At the end of January, 1918, Finnish capitalism set its troops to attack the workers.

Our Social Democratic Party replied with revolution; but the situation, both in home and foreign possibilities, was now less favourable to the workers than in November. On the eve of the revolution it was difficult to foresee this clearly; nevertheless we ought to have known that the time was coming. in which the workers and their Party would have no other choice. In any case a proportion of the workers would certainly have taken up arms to protect their rights; thousands of them must in any case have been butchered. It is questionable whether our organisations would have been spared, even had our Party withdrawn from the struggle, and certainly had it done so it would have split the workers' front and so helped the bloody dictatorship of the bourgeois. We could not thus degrade our Party.
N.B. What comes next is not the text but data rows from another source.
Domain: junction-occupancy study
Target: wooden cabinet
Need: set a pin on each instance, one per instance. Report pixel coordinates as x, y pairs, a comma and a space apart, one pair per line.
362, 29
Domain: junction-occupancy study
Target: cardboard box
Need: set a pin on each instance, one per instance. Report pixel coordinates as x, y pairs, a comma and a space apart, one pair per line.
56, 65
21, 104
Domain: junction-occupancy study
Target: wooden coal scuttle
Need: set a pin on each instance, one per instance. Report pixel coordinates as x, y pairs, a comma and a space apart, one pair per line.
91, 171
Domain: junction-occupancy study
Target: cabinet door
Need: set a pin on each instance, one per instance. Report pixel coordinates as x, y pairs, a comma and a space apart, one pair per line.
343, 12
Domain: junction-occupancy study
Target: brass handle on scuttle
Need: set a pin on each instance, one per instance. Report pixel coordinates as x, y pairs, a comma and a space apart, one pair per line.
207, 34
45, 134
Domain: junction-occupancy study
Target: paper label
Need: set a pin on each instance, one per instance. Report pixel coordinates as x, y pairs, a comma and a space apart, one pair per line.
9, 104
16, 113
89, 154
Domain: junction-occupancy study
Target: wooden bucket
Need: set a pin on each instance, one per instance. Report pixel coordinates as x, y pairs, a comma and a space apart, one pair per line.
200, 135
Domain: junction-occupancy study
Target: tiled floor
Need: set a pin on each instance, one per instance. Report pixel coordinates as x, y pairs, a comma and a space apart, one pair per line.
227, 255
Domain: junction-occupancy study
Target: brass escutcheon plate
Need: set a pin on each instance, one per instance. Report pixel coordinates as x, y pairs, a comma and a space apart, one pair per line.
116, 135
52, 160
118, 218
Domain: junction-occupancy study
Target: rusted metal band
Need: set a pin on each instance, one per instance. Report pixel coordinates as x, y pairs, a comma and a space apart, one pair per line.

In every district where it was possible, the whole Labour movement, political and trade unionist, rose as one man to campaign under our leadership.

But still we had no clear understanding of the nature and mission, even of this our proletarian revolution. The armed conflict was only, in our view, a necessary evil, and we who were in charge of the revolutionary movement gave less attention to the organisation of the campaign than to law making and the re-arrangement of administration. When the fierce revolution was already raging and within a few. weeks we got into fighting order a Red Army of 80.000 men. That this was possible in a dominion which had but half its population of three million still left to it, and where for the last fifteen years there had been no native military, so that the workers had no source from which to draw trained officers and war technicians, must be attributed rather to the general organising capacity of the workers than to the military talents of the revolutionary administration.